Executions create more victims, more violence, fear and anger in our society. If it’s wrong for bad people to kill, how can it be right for good people to kill? Rusty Nelson Spokane

GOVERNMENT AND POLITICS

Clinton itinerary disappoints

I am upset about President Clinton’s so-called visit to the Northwest after the recent flooding. His visit was so brief; how could he get any idea how devastating the flood damage actually was and still is?

I am an Idaho resident who grew up in St. Maries. I’ve been around to see the rivers rise and fall, but the water just kept rising this time.

My grandparents lost their home and everything in it. Friends, neighbors and other residents lost so much. Is Clinton too good or just too busy to see what the flood has done to Idaho, instead of flying off to Boise to get his information secondhand? Sure, he could actually go to Washington and Oregon, but he didn’t even go to the most damaged areas.

Cataldo and St. Maries have been considered the worst out of all three states. Why couldn’t he go and look at the community and the damage?

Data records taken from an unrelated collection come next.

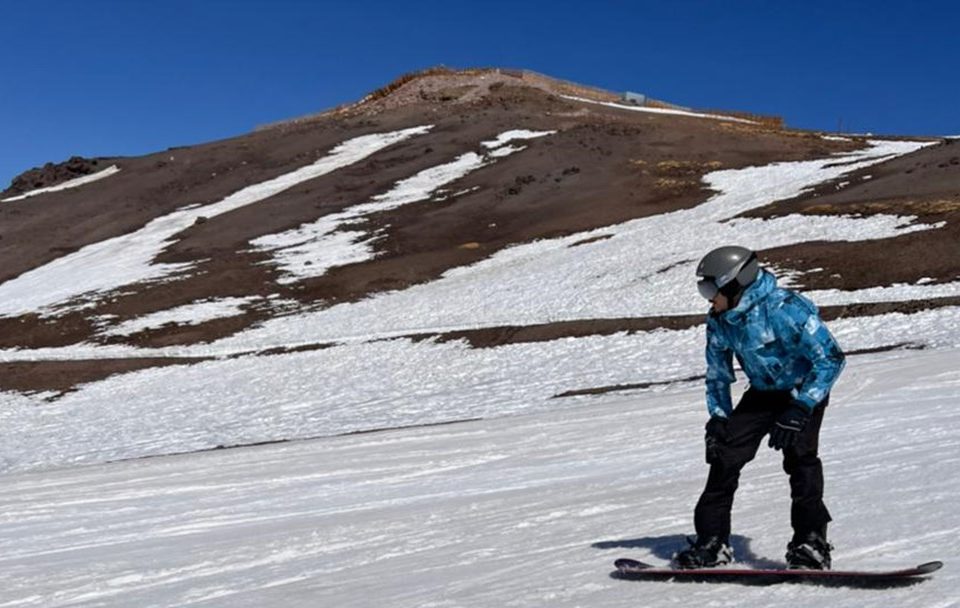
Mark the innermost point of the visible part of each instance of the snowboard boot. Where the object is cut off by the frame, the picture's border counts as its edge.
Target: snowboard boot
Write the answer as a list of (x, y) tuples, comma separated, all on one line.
[(707, 552), (809, 551)]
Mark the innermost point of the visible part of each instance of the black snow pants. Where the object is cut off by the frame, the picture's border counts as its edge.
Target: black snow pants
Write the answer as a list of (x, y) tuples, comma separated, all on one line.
[(750, 422)]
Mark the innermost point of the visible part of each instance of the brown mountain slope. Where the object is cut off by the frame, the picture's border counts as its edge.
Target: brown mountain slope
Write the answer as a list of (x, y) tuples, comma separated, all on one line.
[(603, 166)]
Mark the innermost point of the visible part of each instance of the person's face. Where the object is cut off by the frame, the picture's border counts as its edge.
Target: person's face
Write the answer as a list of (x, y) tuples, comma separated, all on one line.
[(720, 303)]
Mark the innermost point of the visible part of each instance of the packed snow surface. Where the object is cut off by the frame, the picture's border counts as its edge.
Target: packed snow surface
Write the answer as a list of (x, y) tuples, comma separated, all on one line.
[(516, 476), (73, 183), (519, 511)]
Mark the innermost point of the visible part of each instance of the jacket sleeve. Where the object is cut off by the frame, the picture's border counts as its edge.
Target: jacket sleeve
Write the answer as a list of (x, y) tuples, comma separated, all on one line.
[(818, 346), (719, 373)]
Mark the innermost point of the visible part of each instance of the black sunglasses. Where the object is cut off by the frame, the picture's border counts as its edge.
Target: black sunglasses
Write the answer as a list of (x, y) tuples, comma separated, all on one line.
[(708, 288)]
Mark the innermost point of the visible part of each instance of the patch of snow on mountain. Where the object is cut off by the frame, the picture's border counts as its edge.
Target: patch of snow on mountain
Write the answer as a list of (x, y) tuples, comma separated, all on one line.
[(313, 249), (73, 183), (128, 259), (194, 313), (636, 272), (668, 111)]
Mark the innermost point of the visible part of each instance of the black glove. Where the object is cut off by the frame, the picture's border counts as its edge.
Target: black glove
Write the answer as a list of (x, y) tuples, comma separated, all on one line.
[(788, 426), (717, 434)]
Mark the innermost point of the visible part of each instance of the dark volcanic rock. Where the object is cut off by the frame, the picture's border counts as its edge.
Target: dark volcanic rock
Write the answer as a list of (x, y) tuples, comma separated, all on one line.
[(52, 174)]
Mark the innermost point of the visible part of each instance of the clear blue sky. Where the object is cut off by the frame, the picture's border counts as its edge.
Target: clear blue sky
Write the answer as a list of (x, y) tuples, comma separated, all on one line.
[(112, 78)]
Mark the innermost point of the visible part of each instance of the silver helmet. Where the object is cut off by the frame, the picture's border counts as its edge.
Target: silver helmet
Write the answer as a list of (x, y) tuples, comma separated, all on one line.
[(728, 270)]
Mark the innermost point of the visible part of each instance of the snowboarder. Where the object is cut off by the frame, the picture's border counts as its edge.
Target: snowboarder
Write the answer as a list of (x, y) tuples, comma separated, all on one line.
[(791, 361)]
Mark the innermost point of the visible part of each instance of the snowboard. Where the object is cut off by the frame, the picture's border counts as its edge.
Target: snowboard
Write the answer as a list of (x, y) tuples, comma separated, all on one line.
[(635, 570)]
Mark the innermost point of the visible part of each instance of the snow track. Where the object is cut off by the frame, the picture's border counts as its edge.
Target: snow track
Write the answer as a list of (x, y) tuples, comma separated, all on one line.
[(520, 511)]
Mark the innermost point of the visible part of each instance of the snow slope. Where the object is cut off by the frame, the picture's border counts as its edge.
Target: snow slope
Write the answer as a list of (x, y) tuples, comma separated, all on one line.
[(73, 183), (460, 514), (519, 511)]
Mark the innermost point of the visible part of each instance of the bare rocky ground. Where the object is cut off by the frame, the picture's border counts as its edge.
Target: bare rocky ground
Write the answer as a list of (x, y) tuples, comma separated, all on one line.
[(604, 166)]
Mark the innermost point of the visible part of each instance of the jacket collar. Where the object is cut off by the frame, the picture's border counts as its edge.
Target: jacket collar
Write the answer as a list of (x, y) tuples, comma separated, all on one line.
[(757, 291)]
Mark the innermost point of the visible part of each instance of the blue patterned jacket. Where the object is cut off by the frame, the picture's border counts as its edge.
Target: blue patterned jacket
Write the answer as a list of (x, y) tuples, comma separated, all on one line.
[(779, 341)]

I will make a decision based on what I’ve actually seen. I won’t be deciding on Clinton. Shawnya Nelson Moscow, Idaho

Assumption flaws analysis

In his front page Feb. 11 story, staff writer Jim Camden would have us believe Washington voters prefer balancing the budget to getting a tax cut.

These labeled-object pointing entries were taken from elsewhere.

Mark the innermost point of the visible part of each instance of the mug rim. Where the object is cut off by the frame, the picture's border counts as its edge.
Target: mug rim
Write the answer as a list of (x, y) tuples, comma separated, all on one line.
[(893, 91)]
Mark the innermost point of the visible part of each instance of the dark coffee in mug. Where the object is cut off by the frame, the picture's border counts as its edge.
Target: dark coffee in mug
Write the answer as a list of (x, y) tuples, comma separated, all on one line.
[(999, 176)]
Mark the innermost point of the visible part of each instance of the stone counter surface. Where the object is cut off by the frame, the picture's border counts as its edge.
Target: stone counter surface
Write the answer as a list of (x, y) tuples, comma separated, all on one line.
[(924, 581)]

That’s how he interpreted a poll of Washington voters that showed 92 percent think balancing the budget is important and 64 percent think getting a tax cut is important.

There’s only one problem with this interpretation: It’s completely wrong. Camden incorrectly assumes that the 92 percent wanting a balanced budget do not want a tax cut. That is, he assumes that the 92 percent group wanting a balanced budget is mutually exclusive of the 64 percent group wanting a tax cut.

It’s clear from the poll results that the 64 percent wanting a tax cut must also be part of the 92 percent wanting a balanced budget. In other words, the 64 percent want both a balanced budget and a tax cut.

How many voters, then, want just a balanced budget without a tax cut? This is the group Camden implies is the majority viewpoint. We can find this number by subtracting those wanting both a balanced budget and a tax cut (64 percent) from those wanting a balanced budget ( 92 percent). The answer is only 28 percent.

Take off your liberal blinders, Camden. Most people want not only a balanced budget but that Republican tax cut as well. Gerry Pluth Spokane

Editor’s note: The two questions were asked separately, not as mutually exclusive options. The point of the story was that a significantly larger share of those surveyed said a balanced budget is important than said a tax cut is important - 9 of 10 vs. 7 of 12. Results were analyzed by Del Ali of Political/ Media Research Inc. and reported by Camden.